Carnosine and other histidine-containing dipeptides are expected to be important anti-oxidants in vertebrates based on various in vitro and in vivo studies with exogenously administered carnosine or its precursor β-alanine. To examine a possible anti-oxidant role of endogenous carnosine, mice lacking carnosine synthase (Carns1 −/− ) had been generated and were examined further in the present study. Protein carbonylation increased significantly between old (18 months) and aged (24 months) mice in brain and kidney but this was independent of the Carns1 genotype. Lipoxidation end products were not increased in 18-month-old Carns1 −/− mice compared to controls. We also found no evidence for compensatory increase of anti-oxidant enzymes in Carns1 −/− mice. To explore the effect of carnosine deficiency in a mouse model known to suffer from increased oxidative stress, Carns1 also was deleted in the type II diabetes model Lepr db/db mouse.

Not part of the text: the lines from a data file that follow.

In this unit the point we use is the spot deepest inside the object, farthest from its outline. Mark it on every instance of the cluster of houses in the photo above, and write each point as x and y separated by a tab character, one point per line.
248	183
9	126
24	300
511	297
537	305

In line with previous studies, malondialdehyde adducts were elevated in Lepr db/db mouse kidney, but there was no further increase by additional deficiency in Carns1. Furthermore, Lepr db/db mice lacking Carns1 were indistinguishable from conventional Lepr db/db mice with respect to fasting blood glucose and insulin levels. Taken together, Carns1 deficiency appears not to reinforce oxidative stress in old mice and there was no evidence for a compensatory upregulation of anti-oxidant enzymes. We conclude that the significance of the anti-oxidant activity of endogenously synthesized HCDs is limited in mice, suggesting that other functions of HCDs play a more important role.